B 26n und Windkraft in die Hand gedrückt
Mit Eselsgeduld hört sich Söder das ein oder andere an, lächelt, nickt, nippt Radler aus seinem Maßkrug (auf der Bühne hat er schon mit Paul angestoßen und seinen Durst mit ein paar kräftigen Schlucken Festbier gelöscht), plaudert kurz mit Paul ihm gegenüber, während die Band Manyana schon auf den Partymodus umgeschaltet hat. Viel kann man da nicht reden, noch viel weniger verstehen. Drum hat ihm Paul sein dringlichstes Anliegen in einem Umschlag gesteckt: Söder möge sich unbedingt für die Verbindung von Lohr zur B 26 neu einsetzen, hat ihm der parteilose Bürgermeister ans Herz gelegt, wie Paul später auf Anfrage der Redaktion erklärt.
Schon in Marktheidenfeld bekam der Ministerpräsident vor dem Kino etwas in die Hand gedrückt, nämlich die Bitten etlicher Bürgerinitiativen aus Unter- und Oberfranken, die sich für eine Beibehaltung der sogenannte 10H-Regelung bei Windkrafträdern einsetzen. Nach der muss der Mindestabstand eines Windrads zur nächsten Wohnsiedlung mindestens das Zehnfache der Bauhöhe betragen. Und diese Regelung könnte nach Aussagen potenzieller Koalitionspartner der CSU nach der Landtagswahl kippen, fürchten die Bürgerinitiativen. Dann gäbe es mehr Windräder und die näher an den Gemeinde. Söder nahm die Unterlagen entgegen und sagte ruhig:„Die Regelung bleibt, das verspreche ich ihnen.“ Auch in Lohr bekam er dazu von einer Spessarter Abordnung Unterlagen in die Hand gedrückt.
Söder und Schneewittchen
Zurück im Festzelt: Von dem gebratenen Hähnchen vor sich nimmt Söder nur ein paar Bissen zu sich. Bundestagsabgeordneter Alexander Hoffmann am Nebentisch und seine schwarzgelockte Gattin, die mit einem strahlend weißen Hosenanzug (modern ausgedrückt: Jumpsuit) besticht, lassen es sich in Ruhe schmecken.

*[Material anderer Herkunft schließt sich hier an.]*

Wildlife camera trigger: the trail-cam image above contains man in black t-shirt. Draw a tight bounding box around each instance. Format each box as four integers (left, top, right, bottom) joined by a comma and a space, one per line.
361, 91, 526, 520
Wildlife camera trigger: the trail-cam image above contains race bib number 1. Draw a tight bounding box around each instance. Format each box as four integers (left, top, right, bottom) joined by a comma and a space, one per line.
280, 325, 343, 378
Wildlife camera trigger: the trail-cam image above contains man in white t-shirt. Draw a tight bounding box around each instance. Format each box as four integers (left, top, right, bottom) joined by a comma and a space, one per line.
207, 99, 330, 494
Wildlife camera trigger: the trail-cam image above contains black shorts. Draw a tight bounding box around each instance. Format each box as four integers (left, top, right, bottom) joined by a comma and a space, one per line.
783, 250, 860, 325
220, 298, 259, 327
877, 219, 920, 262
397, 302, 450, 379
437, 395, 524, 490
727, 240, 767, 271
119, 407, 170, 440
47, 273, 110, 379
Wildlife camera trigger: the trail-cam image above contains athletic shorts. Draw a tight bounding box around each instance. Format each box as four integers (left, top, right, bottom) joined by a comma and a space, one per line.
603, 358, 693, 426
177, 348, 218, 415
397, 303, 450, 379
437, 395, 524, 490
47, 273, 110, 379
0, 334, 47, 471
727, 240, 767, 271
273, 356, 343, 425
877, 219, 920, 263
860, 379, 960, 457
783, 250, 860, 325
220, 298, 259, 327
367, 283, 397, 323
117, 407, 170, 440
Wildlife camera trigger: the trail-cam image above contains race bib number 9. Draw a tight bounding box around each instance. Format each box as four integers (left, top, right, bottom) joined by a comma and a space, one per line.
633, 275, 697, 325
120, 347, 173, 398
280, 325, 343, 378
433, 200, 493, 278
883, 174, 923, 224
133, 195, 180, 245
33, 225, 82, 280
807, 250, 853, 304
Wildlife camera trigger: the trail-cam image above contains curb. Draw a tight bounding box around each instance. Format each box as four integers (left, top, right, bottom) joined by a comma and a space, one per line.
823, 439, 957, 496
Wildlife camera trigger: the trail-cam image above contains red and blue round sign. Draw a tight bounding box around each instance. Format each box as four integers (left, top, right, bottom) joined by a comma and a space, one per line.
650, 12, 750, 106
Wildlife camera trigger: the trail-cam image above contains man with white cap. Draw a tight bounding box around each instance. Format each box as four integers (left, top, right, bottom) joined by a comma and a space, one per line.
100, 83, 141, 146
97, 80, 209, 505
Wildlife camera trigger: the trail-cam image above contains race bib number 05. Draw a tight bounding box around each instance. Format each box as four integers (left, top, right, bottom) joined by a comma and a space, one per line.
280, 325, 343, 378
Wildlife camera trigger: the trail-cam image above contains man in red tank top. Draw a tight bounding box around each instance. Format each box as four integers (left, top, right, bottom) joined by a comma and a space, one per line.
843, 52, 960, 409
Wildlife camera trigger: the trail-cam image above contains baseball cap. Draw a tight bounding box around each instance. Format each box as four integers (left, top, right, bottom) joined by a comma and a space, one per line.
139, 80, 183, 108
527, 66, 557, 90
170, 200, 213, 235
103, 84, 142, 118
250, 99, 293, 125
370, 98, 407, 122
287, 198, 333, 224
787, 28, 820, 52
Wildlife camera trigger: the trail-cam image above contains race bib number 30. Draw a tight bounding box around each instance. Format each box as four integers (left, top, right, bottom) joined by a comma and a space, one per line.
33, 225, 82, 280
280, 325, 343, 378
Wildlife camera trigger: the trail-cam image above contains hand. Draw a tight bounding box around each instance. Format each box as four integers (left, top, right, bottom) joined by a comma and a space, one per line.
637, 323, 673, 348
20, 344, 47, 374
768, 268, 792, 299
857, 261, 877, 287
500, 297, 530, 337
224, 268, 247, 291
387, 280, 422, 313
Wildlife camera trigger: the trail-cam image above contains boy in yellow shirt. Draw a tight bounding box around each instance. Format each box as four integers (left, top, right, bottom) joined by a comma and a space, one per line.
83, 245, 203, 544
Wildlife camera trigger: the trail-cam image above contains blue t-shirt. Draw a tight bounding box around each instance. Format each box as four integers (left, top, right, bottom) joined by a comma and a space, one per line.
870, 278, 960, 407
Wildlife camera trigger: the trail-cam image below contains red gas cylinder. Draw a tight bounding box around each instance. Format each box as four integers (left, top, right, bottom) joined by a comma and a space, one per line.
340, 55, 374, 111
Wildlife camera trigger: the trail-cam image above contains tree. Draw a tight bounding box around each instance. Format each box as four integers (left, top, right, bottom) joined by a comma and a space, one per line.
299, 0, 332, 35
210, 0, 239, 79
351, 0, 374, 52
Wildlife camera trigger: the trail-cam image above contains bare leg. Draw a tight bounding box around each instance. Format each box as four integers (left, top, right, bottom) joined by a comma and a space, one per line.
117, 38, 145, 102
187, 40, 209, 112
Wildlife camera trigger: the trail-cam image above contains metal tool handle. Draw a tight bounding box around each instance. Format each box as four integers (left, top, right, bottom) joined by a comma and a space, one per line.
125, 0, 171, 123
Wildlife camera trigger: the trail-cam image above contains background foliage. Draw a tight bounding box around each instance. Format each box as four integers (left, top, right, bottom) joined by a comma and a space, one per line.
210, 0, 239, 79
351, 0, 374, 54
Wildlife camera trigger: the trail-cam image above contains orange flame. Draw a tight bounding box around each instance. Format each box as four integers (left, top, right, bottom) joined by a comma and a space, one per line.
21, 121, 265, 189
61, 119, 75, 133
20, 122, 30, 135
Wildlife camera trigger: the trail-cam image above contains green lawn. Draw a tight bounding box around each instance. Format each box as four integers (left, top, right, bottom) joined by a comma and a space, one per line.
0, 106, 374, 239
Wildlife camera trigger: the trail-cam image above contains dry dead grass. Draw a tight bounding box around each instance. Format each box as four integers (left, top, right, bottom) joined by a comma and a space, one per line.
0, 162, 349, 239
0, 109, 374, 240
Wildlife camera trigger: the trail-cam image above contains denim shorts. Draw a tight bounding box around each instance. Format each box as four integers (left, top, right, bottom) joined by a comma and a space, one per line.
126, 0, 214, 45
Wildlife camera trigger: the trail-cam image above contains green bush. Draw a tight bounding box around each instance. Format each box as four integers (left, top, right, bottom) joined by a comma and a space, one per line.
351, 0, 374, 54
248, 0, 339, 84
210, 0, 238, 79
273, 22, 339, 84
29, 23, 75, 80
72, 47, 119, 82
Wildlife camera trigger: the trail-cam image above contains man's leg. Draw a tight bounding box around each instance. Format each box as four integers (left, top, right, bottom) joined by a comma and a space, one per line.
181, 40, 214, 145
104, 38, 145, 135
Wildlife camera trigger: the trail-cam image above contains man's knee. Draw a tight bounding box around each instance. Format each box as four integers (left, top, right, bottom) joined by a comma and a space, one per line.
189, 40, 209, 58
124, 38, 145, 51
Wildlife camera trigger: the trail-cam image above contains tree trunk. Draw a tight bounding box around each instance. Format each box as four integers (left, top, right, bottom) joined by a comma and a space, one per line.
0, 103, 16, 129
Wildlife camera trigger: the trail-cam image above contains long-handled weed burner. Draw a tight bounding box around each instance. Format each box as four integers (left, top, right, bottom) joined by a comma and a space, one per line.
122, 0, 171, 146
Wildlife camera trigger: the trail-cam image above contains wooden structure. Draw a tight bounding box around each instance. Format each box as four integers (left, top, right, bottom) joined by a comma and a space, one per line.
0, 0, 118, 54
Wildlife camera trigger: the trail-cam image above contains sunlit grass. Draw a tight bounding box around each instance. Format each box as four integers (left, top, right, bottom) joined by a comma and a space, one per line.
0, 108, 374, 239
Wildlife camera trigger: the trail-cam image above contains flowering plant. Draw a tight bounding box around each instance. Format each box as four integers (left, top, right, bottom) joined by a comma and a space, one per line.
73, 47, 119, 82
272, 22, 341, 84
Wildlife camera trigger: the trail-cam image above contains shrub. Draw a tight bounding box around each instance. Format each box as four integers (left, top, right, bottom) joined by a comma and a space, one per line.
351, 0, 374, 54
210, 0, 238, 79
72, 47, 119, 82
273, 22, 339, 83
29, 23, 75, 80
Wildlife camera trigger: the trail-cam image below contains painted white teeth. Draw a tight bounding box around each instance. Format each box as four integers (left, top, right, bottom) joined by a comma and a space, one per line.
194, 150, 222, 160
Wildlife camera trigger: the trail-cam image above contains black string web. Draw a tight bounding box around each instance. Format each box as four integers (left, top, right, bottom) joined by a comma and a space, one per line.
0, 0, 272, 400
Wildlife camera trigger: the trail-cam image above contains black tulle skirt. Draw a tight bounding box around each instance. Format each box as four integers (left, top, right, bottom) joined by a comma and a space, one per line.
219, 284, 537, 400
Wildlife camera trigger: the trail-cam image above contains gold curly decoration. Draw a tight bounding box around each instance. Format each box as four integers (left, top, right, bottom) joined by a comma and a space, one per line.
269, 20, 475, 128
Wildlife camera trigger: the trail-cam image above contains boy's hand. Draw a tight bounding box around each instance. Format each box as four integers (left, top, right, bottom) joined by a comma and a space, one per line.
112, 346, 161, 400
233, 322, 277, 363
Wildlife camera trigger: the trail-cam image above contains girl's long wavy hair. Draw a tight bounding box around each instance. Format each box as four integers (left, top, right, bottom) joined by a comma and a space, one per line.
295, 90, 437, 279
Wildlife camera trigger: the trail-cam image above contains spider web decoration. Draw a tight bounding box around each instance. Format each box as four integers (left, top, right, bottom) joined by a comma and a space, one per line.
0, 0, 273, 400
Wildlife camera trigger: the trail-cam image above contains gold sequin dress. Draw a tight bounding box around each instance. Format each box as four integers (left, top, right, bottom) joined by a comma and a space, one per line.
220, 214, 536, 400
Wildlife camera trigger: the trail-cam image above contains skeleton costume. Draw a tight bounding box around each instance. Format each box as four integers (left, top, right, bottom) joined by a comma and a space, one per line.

Begonnen hat Söders Gastspiel mit zehnminütiger Verspätung gegen 19.10 Uhr in der Stadthalle, wo ihn die Stadtkapelle mit dem Frankenlied begrüßte. Dann setzte er seine Unterschrift ins Goldene Buch der Stadt – eine Seite hinter seinem Vorgänger Horst Seehofer, der sich anlässlich des Bezirksparteitages vor einem Jahr eingetragen hatte. „Viel Glück und Gottes Segen“, hatte er der Stadt gewünscht. Söder hingegen setzte ein P. S. unter seine Signatur: „Es ist mir eine Ehre, bei Schneewittchen zu sein.“
Um 20.22 Uhr ist sein Gastspiel in Lohr beendet. Die Söder-Gucker haben das Festzelt nach und nach verlassen. Die Bühne gehört jetzt Manyana allein, die Bänke den feiernden Gästen.